Will crawl the website and follow links found within the HTML. There is a config file to set domains, robot.txt obey, black listed urls/snippits, and output file.

There is no guarentee to find all pages/posts/urls on a website, if the page is not linked anywhere on the website, this bot will not find it (targeted marketing landing pages for example).

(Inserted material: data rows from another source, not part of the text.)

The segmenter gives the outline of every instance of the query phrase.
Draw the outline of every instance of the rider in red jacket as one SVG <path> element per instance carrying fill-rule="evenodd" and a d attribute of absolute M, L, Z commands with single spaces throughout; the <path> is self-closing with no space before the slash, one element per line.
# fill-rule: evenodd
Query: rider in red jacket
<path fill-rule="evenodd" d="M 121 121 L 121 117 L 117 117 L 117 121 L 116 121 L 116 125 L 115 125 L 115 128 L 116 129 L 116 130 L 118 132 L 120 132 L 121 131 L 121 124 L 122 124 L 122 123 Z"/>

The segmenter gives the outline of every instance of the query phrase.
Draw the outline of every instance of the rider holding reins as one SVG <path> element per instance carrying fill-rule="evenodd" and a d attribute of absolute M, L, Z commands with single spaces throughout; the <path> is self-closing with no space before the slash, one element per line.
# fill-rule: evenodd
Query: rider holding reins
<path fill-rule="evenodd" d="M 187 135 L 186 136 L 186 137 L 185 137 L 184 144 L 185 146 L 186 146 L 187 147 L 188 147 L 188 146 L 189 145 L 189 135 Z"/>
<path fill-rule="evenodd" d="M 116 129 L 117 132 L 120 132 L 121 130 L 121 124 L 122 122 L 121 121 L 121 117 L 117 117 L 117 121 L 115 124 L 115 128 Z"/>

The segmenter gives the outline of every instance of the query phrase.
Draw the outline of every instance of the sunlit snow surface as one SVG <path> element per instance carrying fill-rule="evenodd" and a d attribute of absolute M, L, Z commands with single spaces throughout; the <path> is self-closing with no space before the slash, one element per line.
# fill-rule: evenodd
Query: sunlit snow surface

No recurrsion limits and CONCURRENT_REQUESTS set to 32 by default.

Requirements


  • Python3
  • venv :: sudo apt install python3.8-venv
  • Scrapy :: handled in requirements.txt

Install


Windows users are assumed to be in WSL

  • $ git clone git@github.com:techb/GenUrls.git
  • $ cd GenUrls
  • $ python3 -m venv venv
  • $ source venv/bin/activate
  • (venv)$ pip install -r requirements.txt

Settings


  • ./scr/GenUrls/crawl_config.py
    • DOMAINS :: allowed domains to crawl
    • ENTRYURLS :: url where the spider starts.
      • sitemap and/or homepage is a good starting point
    • DENY :: strings,urls,paths to blacklist
    • LOG_LEVEL :: level of output in terminal when activly crawling
    • FEED_FORMAT :: results file format csv, json
    • FEED_URI :: path and file name of the results, defaults to same dir with RESULTS as name
    • OBEY :: obey the robots.txt file, False will ignore it, True will obey

Run


  • (venv)$ cd src
  • (venv)$ vim GenUrls/crawl_config.py
    • update the config file, save and exit
  • (venv)$ python run_spider.py
  • Output will be in your chosen format
    • start_url :: the found url, in case of redirect this is the url that has been redirected
    • redirect :: the final redirected url, will be null/None if no redirects happened
    • status :: HTTP status code of the start_url

Dev


Besides config, most dev happens in ./src/GenUrls/spiders/genurls_bot.py.

GenUrlsBot

Driving class of the crawling spider.

Properties

  • name :: Spiders name
  • allowed_domains :: List of domains that the spider can crawl.
    • ./src/GenUrls/crawl_config.py :: DOMAINS
  • start_urls :: List of entry point urls to start the crawl.
    • ./src/GenUrls/crawl_config.py :: ENTRYURLS
  • handle_httpstatus_list :: List of HTTP status codes to watch for.
  • crawled_data :: List of Dict's holding all crawled urls and class data.
  • rules :: List of Scrapy Rules containing a LinkExtractor, callback, follow, and deny.